On the Dole postscript:
The thing with researching working-class women’s lives of the last century (and pre-Welfare State for that matter) - for whom many, unemployment literally meant starvation; homelessness; the poor house; and, for some, death - is that you do appreciate the social security system we have nowadays, and on a good day you count your blessings. However, the thing with being a politically aware individual is that you also appreciate that things could/should be much better: that there must be a better way of living than under a ruthless capitalist system that marginalizes and keeps a large percentage of the population living in relative poverty.
Moving On continued...
After a few weeks, I got restless and started to look out for jobs in the local paper and visit the JobCentre. I was still into the horsey thing and was thinking of getting more experience in another field (no pun intended); you know diversifying. I saw an advert for a riding teacher in the next village. So I went to have a look. The riding school was actually a family owned small-holding. They had an outdoor menage, a field, half a dozen stables and a few horses and ponies. They catered mainly for children. The position was just for weekend work. I can’t remember whether I got paid or whether it was voluntary. But it was fun, I was under no pressure and I enjoyed doing it. I also remember going for an interview for a groom position at a prestigious health farm, which was not too far away. The job involved looking after the horses (obviously) and taking clients out for hacks in the surrounding countryside. I was actually offered the position; I got the impression that they were desperate for someone to start as soon as possible. But entertaining wealthy middle-class folk did not appeal to me, even then, so I declined.
I got another position which was part of some kind of government scheme at the time, the Youth Training Scheme (YTS) probably. I got paid £25.00 a week which went straight into my bank account from the DHSS. I was quite excited about this job as it was working with hunters, which I had never done before.
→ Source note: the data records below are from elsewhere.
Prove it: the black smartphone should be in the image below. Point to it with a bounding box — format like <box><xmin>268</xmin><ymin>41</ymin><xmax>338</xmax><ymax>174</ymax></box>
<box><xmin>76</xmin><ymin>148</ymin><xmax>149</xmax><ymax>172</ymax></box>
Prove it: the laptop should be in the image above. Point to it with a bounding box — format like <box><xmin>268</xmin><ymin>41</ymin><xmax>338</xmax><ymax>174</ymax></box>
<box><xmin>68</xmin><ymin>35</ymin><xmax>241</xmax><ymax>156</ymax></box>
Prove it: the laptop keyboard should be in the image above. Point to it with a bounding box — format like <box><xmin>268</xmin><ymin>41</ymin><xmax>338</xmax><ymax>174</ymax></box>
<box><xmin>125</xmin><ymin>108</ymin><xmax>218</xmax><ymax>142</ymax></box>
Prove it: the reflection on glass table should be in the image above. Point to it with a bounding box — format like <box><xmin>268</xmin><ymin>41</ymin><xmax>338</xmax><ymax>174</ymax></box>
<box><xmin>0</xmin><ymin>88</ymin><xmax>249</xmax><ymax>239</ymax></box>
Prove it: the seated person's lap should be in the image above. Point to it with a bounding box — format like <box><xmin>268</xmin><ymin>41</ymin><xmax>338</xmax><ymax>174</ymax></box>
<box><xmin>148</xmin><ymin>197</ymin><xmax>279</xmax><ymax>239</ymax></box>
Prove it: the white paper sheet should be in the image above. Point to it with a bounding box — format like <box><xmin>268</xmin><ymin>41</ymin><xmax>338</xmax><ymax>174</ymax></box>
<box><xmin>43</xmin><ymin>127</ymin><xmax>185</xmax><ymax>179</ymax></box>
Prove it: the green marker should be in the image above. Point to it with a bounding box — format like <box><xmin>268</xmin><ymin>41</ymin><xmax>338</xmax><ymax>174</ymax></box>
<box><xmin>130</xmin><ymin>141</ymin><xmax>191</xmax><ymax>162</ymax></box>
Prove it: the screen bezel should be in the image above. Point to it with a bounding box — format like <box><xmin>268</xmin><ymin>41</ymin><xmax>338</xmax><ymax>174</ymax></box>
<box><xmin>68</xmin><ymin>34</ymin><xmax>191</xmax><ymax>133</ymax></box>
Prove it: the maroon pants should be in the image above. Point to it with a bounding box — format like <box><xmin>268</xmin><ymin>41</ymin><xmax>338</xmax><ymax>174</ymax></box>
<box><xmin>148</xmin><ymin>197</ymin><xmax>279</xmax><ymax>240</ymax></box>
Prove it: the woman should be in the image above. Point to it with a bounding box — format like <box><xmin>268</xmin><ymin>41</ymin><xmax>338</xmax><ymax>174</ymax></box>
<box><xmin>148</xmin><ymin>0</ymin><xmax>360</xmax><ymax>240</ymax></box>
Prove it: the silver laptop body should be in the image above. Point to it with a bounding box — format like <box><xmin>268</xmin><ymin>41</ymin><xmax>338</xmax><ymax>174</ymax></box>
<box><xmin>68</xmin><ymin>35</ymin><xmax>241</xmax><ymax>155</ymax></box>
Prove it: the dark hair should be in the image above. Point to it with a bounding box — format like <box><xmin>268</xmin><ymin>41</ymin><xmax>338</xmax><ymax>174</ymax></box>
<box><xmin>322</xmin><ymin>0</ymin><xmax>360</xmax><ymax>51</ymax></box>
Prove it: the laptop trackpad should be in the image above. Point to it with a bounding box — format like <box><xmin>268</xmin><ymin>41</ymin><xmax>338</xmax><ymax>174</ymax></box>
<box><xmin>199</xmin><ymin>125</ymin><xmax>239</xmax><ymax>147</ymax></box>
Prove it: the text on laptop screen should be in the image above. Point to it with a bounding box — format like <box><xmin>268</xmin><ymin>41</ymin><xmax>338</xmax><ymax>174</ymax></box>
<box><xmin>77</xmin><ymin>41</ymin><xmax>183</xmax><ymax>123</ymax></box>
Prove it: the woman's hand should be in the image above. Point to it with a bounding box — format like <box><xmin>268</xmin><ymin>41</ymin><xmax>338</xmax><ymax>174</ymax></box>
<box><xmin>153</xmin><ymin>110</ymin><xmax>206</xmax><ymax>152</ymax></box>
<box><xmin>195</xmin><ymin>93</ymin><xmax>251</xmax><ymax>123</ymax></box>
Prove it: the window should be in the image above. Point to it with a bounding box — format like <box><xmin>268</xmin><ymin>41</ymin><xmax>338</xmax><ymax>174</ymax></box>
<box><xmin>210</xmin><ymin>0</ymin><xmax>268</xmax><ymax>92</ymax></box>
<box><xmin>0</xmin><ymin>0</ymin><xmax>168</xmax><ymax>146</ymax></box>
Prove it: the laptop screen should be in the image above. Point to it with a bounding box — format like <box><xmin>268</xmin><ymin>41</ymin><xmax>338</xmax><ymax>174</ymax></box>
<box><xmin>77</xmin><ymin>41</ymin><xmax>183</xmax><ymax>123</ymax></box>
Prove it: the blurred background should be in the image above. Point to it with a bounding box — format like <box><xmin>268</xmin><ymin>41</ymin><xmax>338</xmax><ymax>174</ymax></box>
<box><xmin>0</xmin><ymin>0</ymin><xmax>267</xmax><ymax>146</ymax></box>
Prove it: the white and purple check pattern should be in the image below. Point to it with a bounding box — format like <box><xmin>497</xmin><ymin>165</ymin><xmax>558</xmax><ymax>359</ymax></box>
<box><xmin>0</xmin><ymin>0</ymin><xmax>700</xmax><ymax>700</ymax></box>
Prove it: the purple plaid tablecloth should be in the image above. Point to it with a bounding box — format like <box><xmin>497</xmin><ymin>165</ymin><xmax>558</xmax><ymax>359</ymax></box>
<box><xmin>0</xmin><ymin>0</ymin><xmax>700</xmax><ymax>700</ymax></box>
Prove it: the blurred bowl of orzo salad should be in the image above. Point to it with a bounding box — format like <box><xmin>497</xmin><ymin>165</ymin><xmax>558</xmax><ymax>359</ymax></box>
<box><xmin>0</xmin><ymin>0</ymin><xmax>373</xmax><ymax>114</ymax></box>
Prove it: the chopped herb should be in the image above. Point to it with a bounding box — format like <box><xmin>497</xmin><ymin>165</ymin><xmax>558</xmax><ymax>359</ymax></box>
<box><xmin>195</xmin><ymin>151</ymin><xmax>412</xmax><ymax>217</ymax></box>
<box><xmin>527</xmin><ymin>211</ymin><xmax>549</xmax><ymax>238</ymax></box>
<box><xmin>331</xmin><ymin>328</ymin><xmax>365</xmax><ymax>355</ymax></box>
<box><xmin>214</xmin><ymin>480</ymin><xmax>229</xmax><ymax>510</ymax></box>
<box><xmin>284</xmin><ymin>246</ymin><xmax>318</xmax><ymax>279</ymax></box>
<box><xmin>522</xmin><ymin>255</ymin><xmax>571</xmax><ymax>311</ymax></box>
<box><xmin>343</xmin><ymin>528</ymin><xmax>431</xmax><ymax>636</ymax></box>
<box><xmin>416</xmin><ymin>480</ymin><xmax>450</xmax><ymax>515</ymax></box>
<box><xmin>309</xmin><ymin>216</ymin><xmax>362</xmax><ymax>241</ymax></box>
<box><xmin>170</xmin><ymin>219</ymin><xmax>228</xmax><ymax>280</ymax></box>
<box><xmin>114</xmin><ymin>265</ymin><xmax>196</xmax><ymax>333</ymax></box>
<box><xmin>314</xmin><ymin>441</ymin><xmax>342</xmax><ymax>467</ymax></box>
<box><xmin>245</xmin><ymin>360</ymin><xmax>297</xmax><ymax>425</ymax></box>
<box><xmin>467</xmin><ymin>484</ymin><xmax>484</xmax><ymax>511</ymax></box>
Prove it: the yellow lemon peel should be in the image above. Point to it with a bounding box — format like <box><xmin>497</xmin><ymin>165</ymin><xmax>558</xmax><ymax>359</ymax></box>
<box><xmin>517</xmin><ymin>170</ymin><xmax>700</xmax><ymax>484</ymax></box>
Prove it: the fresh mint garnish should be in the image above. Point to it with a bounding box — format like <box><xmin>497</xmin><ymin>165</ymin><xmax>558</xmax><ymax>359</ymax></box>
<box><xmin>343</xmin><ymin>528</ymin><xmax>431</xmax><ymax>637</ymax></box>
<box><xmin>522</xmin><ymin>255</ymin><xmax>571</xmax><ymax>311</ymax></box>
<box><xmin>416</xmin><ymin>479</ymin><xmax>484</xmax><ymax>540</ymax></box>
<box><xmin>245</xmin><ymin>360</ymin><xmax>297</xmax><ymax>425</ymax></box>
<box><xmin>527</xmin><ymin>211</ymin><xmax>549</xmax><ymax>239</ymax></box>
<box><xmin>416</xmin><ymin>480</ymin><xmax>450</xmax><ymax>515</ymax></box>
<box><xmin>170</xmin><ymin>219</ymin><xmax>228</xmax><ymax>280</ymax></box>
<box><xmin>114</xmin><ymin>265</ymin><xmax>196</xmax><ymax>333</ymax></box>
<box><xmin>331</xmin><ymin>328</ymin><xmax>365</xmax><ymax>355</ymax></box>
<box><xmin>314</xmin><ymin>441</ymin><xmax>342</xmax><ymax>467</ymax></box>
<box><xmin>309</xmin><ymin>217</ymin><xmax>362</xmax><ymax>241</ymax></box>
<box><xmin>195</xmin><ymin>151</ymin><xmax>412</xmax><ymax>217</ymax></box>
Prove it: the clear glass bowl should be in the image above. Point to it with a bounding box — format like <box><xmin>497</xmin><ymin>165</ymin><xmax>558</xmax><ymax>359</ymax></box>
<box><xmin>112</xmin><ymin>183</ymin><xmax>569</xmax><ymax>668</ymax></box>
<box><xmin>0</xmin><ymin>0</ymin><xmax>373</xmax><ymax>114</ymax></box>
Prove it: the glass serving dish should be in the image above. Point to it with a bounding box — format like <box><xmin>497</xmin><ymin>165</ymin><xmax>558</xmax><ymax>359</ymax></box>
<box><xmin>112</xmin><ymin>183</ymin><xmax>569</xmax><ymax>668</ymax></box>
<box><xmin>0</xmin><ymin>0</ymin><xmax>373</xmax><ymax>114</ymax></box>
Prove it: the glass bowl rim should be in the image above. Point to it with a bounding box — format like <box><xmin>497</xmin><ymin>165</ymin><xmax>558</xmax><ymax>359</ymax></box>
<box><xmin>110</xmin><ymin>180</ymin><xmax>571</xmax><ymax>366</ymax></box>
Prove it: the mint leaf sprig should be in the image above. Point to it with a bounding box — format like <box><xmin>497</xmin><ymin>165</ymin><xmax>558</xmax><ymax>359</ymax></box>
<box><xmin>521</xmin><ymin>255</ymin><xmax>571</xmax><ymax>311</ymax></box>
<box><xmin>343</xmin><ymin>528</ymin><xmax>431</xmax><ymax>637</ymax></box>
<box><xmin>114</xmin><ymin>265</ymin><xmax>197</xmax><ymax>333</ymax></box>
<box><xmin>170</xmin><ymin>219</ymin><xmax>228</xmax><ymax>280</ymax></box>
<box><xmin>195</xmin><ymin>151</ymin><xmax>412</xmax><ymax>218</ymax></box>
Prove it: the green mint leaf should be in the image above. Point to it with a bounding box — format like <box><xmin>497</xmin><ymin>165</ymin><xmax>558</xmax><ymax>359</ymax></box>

The stables were part of a sort of country house estate. The main house was a really beautiful old listed building, and as it was only about a mile from where I lived it was convenient. The owner was an elderly gentleman, he had a very posh way of talking - a kind of throwback to the landed gentry. He was a married and had a couple of daughters. The elder one was married and she and her husband owned the neighbouring farm. The younger one was about my age. I had little in common with any of them, but to be fair they were all really nice people. My job entailed helping to look after four thoroughbred hunters, which were kept for private use for the family. I say help because a little, lively elderly woman called Leoni was in charge. She had been with the family for years - a kind of throwback to the servant class - and she and her husband lived in a rented cottage by the stables. I got on with her pretty well, but she was hard of hearing so I found it quite frustrating trying to converse with her. The job was relatively easy and I had usually done by lunch time. Leoni had done much of the work by the time I arrived in the morning, so really it was just a matter for me to exercise the horses. Sometimes I had to ride out with Mr… and his daughter, but often I went out alone. The best part of this job was that Mr… had access to much of the farm land and private land of our village, so I was allowed to go where the public weren’t: where trespassers could be prosecuted! This was when I first realised that our village had its own reservoir. I also had to get the horses ready for the family on hunting days, and I sometimes used to follow the hunt around when they were in our area. However, they never gave me the opportunity to go out hunting myself. I did this at another place. It was quite enjoyable while it lasted, but I didn’t really learn anything new with this job and I was still getting paid a pittance, so I only stayed for about six months. Besides, I’d had it in my mind for quite a while that I’d like to buy my own horse.